I had a teachers' college instructor who had a theory of education somewhat like you talked about in your post, purex. She said that if the students fail to learn, then that means that the teacher fails to teach. Her idea was that the student was not the one who failed, but it was the teacher who failed.
I think that can be taken too far one way or another. My brother-in-law's mother was a school teacher, and she said that some students could not or would not learn. She put all the responsibility of failure on the student, and none on the teacher. When I was little, like 1st or 2nd grade I failed to learn to play the piano. I wanted to play, but I didn't have the motivation to learn to play. I couldn't see the rewards of learning, and no one helped me to see them. Playing outside, to me, seemed more rewarding than routinely practicing a piece of music so that I could impress my piano teacher with how well I had learned it that week. I didn't care what she thought about how I had learned that piece of music, and that frustrated her, and it also upset my parents to the point of limited my piano lessons. After at least 3 attempts to learn after becoming an adult, I can now play hymns/church songs fairly well, and I am still improving. My last attempt was when I was 61 years old, and I decided that I was going to keep at it until I could play the piano, and I am still working on it, but now it is more pleasure than pain, and more interesting than druggery, and once a person accomplishes the skill then it is really rewarding.
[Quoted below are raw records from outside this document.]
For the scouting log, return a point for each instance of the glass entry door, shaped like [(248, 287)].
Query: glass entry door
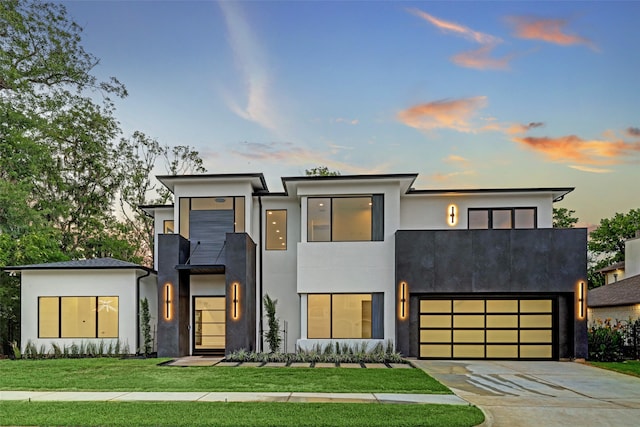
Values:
[(209, 324)]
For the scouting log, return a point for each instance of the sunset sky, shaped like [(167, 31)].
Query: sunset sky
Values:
[(467, 94)]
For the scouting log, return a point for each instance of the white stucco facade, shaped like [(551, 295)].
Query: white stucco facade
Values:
[(120, 283)]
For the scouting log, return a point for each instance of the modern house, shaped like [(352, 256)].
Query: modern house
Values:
[(620, 299), (466, 273), (87, 300)]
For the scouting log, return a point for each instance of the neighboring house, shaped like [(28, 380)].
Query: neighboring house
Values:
[(441, 273), (84, 301), (613, 272), (619, 300), (467, 273)]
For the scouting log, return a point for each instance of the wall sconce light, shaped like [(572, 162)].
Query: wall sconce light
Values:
[(581, 300), (452, 214), (403, 300), (235, 302), (168, 301)]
School was the same for me. I thought the only purpose in school was to enjoy recesses, lunches, and physical education times. All the other subjects I just barely passed and some times I didn't even pass, but they passed me along anyway, so I was graduating from one grade to the next without learning much. My teacher wanted to hold me back in the 5th grade, and my parents wouldn't let her do that. My eighth grade teacher took me in another room with a teacher from next door, so he wouldn't get sued, and he beat me with a 2 by 4 because he didn't think I was putting enough efforts into my studies. I tried to learn in high school, but I had enough work taking care of cows and horses that I didn't have time for my studies, so I was never able to get on the honor roll. In Bible College I worked as hard as I could, but I didn't do well as I was not a good reader, and we had such a heavy load of subjects that skillful reading was a must. Being out of school for many years, reading for my pleasure, reading and studying for sermons and Sunday school lessons gave me the reading skills I needed to do well in school. I attended teacher's college then, and since then I have taken many college and university classes, including classes for a Special Education Endorsement on my teaching certificate. I take 15 credit hours of college course work every 5 years to maintain my teaching certificate. In all but 2 classes since I have gotten top scores. I love to write papers and do projects, but I hate tests. I do well on the tests, but I hate the stress they put me through.